Das würde auch nichts bringen ein richtiger Kracher (jedenfals alleine).
Da muß einfach was her was dann auch ordenlich wums hatl.


----------



## Pu244 (14. Oktober 2015)

*AW: Intel im Q3 2015: PC-Markt sinkt weiter um über 10 Prozent*

Spiele sind für die CPU Verkäufe relativ unwichtig, Zocker machen unter 5% der Kunden aus. Da dürfte die Tatsache das man bei Bürorechnern, bis auf mehr RAM, wenig neues braucht erheblich mehr ins Gewicht fallen.
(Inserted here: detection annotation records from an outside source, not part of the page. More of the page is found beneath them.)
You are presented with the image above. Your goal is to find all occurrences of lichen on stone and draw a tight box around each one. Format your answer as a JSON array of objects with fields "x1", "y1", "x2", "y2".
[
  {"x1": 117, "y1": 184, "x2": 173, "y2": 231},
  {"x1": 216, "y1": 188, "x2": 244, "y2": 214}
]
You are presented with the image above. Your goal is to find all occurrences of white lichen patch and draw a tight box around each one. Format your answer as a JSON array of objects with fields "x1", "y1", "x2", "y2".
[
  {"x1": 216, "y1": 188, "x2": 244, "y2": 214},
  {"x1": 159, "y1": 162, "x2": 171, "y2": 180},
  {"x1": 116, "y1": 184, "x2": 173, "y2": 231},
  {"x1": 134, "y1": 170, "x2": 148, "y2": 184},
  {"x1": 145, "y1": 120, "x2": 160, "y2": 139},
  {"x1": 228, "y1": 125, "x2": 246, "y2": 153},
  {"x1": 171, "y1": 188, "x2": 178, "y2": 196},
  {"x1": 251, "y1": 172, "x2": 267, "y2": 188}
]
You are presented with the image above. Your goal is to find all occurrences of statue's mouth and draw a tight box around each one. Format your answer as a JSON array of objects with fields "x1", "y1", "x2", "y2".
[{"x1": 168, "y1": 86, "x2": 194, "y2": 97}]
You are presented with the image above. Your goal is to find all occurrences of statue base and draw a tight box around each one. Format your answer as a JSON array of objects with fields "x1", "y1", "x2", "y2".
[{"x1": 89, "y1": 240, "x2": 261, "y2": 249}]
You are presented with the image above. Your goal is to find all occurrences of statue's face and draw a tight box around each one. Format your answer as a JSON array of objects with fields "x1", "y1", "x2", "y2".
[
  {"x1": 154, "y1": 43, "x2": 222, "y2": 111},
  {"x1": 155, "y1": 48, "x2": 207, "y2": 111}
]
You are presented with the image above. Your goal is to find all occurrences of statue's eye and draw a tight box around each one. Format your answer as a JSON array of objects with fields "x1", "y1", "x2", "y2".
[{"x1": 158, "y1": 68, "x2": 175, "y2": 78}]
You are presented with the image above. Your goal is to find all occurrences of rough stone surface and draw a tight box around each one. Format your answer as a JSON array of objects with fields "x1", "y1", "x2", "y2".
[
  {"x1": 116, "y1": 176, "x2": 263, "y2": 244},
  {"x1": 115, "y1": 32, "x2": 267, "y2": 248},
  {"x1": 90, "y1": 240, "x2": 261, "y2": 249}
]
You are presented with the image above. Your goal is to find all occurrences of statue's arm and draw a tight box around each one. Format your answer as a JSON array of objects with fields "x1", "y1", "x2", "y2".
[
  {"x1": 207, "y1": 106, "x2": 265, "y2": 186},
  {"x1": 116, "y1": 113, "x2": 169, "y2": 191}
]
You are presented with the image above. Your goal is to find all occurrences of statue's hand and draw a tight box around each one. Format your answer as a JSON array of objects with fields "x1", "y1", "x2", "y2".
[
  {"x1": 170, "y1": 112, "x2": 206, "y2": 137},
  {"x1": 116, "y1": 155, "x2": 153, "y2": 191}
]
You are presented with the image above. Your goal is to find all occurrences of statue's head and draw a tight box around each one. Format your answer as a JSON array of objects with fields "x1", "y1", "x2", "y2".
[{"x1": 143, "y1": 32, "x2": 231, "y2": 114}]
Eine weitere Tatsache ist das Tablets und Smartphones dem PC in vielen Bereichen das Wasser abgraben.


----------



## DanielX (14. Oktober 2015)

*AW: Intel im Q3 2015: PC-Markt sinkt weiter um über 10 Prozent*

Stimmt, es ist einfach so das der "klassische" PC nicht mehr von jedem gebraucht wird.
Leute die nur etwas Surfen wollen und Mails schreiben kommen da auch mit fast jedem Tablet hin.
Und ein Kracher würde auch nichts Bringen, denn immer dran denken, Leute wie wir hier im Forum sind nicht der normale User.
Auch wenn die nächste CPU doppelt so schnell wäre, würde Otto Normal Verbraucher nicht direkt in den nächsten Laden rennen und was neues kaufen.


----------



## Nightslaver (14. Oktober 2015)

*AW: Intel im Q3 2015: PC-Markt sinkt weiter um über 10 Prozent*

Das Problem ist das der Durchschnittsuser heute nicht mehr alle paar Jahre einen neuen PC braucht, e-mail, Office, social media, youtube und die meisten kleinen Spiele und MMOs laufen auch nach wie vor auf einem 9 Jahre alten Core 2 Quad mit einer etwas jüngeren Karte der Mittelklasse und einer flotten HDD oder SSD sehr performant.
Es gibt also für die überwiegende Käuferschicht keinen Grund mehr alle 2 Jahre einen neuen Pc anzuschaffen um von mehr Geschwindigkeit zu profitieren, wie das noch zu Zeiten der Singlecore Prozessoren der Fall war, wo man mehr Leistung auf einem Kern auch 1 zu 1 in mehr Leistung / Geschwindigkeit auf dem Bildschrim gesehen hat.
Hinzu kommt noch das auch Laptops heute leistungsfähig genug und vor allem günstig genug sind um die oben genannten Anwendungen zu stemmen.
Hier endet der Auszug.